Insurance Sector Reforms in India
On December 16, 2025, the Lok Sabha passed a significant Bill amending insurance laws, focusing on increasing foreign direct investment (FDI) limits in the insurance sector and other key changes.
Key Amendments Proposed
- FDI Increase: The Bill proposes raising the FDI limit in the insurance sector from 74% to 100%. This aims to attract more capital, enhance technology, and improve insurance products.
- Amendments to Laws: Changes are proposed to the Insurance Act, 1938; the Life Insurance Corporation Act, 1956; and the Insurance Regulatory and Development Authority Act, 1999. All Indian laws will apply to foreign entities as well.
- Net Owned Fund Requirement: The required net owned fund for foreign reinsurance branches is reduced from ₹5,000 crore to ₹1,000 crore to encourage more reinsurers to enter the Indian market.
Government Initiatives and Impacts
- Public Sector Insurance Strengthening: ₹17,450 crore infused into three public sector general insurance companies to bolster their capital base.
- Growth Statistics: The number of insurers increased from 53 in 2014-15 to 74 in 2024-25. Insurance premiums rose from ₹4.15 lakh crore to ₹11.93 lakh crore, and assets under management grew from ₹24.20 lakh crore to ₹74.43 lakh crore.
Empowerment and Penalties
- LIC Autonomy: The Bill grants Life Insurance Corporation (LIC) the autonomy to open zonal offices and align with foreign regulatory compliance.

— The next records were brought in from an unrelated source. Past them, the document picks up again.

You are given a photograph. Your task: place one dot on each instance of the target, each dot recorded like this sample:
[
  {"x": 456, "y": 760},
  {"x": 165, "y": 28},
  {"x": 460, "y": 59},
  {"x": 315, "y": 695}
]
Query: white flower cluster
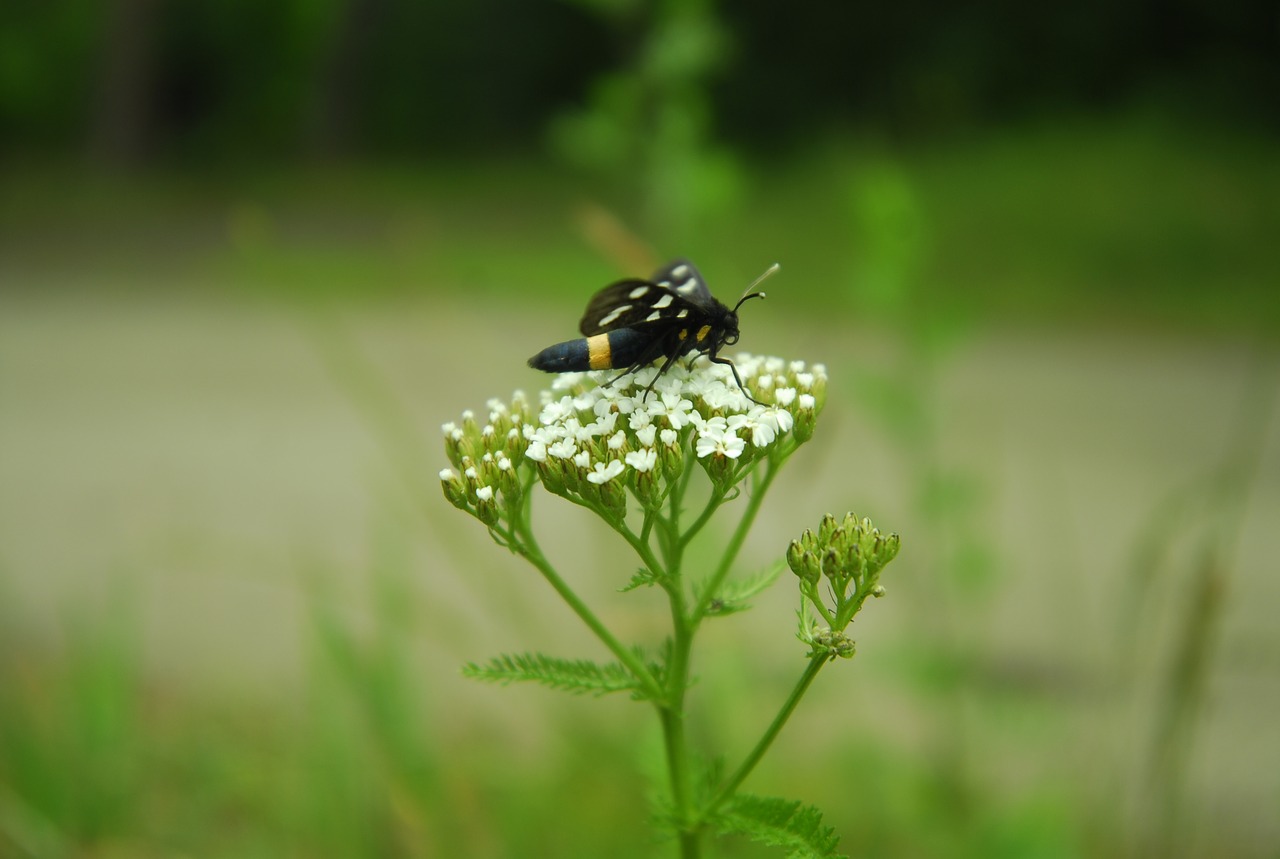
[
  {"x": 607, "y": 428},
  {"x": 598, "y": 435}
]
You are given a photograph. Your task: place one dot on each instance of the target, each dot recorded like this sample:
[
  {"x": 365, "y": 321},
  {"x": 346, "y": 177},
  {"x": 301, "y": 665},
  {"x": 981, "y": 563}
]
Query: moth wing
[
  {"x": 684, "y": 278},
  {"x": 632, "y": 304}
]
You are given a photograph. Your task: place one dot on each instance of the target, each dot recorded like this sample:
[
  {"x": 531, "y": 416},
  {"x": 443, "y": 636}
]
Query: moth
[{"x": 632, "y": 323}]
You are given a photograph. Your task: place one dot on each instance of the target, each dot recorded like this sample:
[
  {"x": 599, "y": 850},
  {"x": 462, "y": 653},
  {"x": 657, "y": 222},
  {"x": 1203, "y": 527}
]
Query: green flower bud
[
  {"x": 487, "y": 506},
  {"x": 827, "y": 529},
  {"x": 455, "y": 489},
  {"x": 795, "y": 557}
]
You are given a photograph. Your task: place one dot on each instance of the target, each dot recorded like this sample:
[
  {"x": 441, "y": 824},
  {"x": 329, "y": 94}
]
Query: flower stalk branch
[{"x": 630, "y": 449}]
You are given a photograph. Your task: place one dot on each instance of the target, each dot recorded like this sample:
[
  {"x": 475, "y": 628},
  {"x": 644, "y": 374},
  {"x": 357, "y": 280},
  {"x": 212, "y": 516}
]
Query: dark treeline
[{"x": 138, "y": 80}]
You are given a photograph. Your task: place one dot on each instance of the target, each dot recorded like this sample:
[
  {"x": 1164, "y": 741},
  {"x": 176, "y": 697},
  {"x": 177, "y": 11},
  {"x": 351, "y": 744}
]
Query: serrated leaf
[
  {"x": 577, "y": 676},
  {"x": 732, "y": 595},
  {"x": 780, "y": 823},
  {"x": 643, "y": 578}
]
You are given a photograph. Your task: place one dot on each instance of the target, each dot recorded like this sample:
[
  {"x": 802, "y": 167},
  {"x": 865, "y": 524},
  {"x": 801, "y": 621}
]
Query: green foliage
[
  {"x": 734, "y": 595},
  {"x": 598, "y": 446},
  {"x": 780, "y": 823},
  {"x": 577, "y": 676}
]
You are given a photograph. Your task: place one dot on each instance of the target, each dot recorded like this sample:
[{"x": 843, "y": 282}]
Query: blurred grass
[
  {"x": 1130, "y": 224},
  {"x": 1132, "y": 220}
]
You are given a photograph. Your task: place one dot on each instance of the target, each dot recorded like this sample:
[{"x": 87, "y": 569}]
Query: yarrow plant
[{"x": 657, "y": 466}]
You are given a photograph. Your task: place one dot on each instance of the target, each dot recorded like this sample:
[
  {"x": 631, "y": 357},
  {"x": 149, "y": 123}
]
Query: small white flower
[
  {"x": 643, "y": 460},
  {"x": 717, "y": 438},
  {"x": 606, "y": 424},
  {"x": 554, "y": 412},
  {"x": 562, "y": 449},
  {"x": 604, "y": 473},
  {"x": 673, "y": 407},
  {"x": 567, "y": 380},
  {"x": 762, "y": 430}
]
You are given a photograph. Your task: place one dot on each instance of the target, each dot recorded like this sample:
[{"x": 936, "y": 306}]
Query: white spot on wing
[{"x": 613, "y": 315}]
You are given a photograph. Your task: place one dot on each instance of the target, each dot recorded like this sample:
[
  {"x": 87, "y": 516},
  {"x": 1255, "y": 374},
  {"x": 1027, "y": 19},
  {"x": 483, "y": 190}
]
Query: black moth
[{"x": 634, "y": 323}]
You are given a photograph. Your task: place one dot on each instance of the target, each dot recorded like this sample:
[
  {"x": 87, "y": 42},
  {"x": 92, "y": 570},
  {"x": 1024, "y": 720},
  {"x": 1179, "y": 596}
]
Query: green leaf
[
  {"x": 643, "y": 578},
  {"x": 577, "y": 676},
  {"x": 732, "y": 595},
  {"x": 780, "y": 823}
]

- IRDAI Empowerment: The insurance regulator can now disgorge wrongful gains from insurers and intermediaries. Penalties for non-compliance by intermediaries increased from ₹1 crore to ₹10 crore.
Industry Perspectives
- Global Participation Benefits: The Bill is expected to bring long-term investment, global expertise, and improved customer experience, expanding insurance coverage and creating jobs.